“I’m in the mood for a melody ” – Robert Planet, I’m in the Mood
There are some days I just don’t want to write.
Maybe it’s having written over 200,000 words in a little over five months.
Maybe I’m just not in the mood, which may be a more valid excuse for a writer than one might think. However, valid or not, it’s an excuse that can’t stand. Writers need to write, even when they don’t feel like it.
Perhaps especially then since inertia is a tough thing to overcome.
Yet forcing yourself to write can have negative consequences. I recently had to trash 8,000 words because they didn’t work. The action and dialogue steered my characters out of character.
They would never have acted that way or said the words I’d written.
It wasn’t wasted work. In writing, I felt productive. I felt like I was doing something. Unfortunately, it wasn’t the right thing.
Time to take stock.
No Mood. Not feeling in the mood to write is not the same as writer’s block.

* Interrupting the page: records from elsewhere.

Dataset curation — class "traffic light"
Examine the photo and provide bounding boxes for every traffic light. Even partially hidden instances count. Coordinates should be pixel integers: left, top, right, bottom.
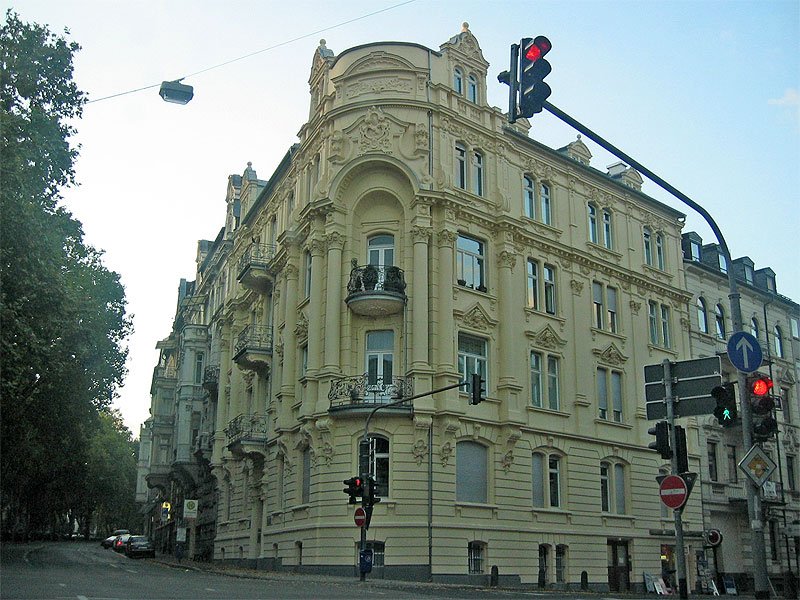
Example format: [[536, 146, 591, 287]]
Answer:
[[469, 373, 484, 404], [711, 383, 738, 427], [647, 421, 672, 459], [364, 475, 381, 506], [342, 477, 364, 504], [747, 373, 778, 441], [519, 35, 553, 117]]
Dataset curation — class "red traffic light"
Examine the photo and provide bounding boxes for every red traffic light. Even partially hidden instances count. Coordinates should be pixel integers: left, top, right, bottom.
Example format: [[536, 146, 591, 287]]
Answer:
[[750, 376, 772, 396], [525, 35, 553, 62]]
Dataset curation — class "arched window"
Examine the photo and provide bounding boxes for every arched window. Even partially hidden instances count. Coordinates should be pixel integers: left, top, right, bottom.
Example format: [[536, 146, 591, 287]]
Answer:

I define writer’s block as feeling overwhelmingly lost. You have no idea where to start.
Not being in the mood is probably closer to inertia. You know what you want to do. You know what you need to do. You just don’t feel like doing it.
Like cleaning out that closet/kitchen drawer/storeroom.
How to get past it? Find the mood.
Mood = Emotion. To find the mood, evoke the emotion.
Who. Are you trying to make your character feel the emotion or the reader?
There are times where the reader has information the character doesn’t.
Character. I’ve had good luck getting in the mood to write by putting myself in my character’s shoes.
Picture yourself as an actor on stage. The director is discussing what your character is going through, which inevitably leads to a discussion of how they are probably feeling because of it.
Imagining what the character is feeling at any moment, given what they are going through, enables me to connect to the mood of that character. This translates to words.
What. This is the mood of a scene. What is going on? What is the objective?
There is the objective of the character in the scene but there is also the objective of the writer. What is the writer trying to accomplish by having the scene in the story?
Purpose as Mood. Is the scene moving the story forward or making the reader stop and take note? Is something good or bad happening in the scene?
There are degrees of bad. Has there been a tragedy that causes heartbreak or it is simply an irritation, like a run in a stocking on the way to a job interview?
Where. Sometimes, getting out is the best way to move forward.
Setting the Scene. There are times when I need to be in a location that mimics the atmosphere my character is in.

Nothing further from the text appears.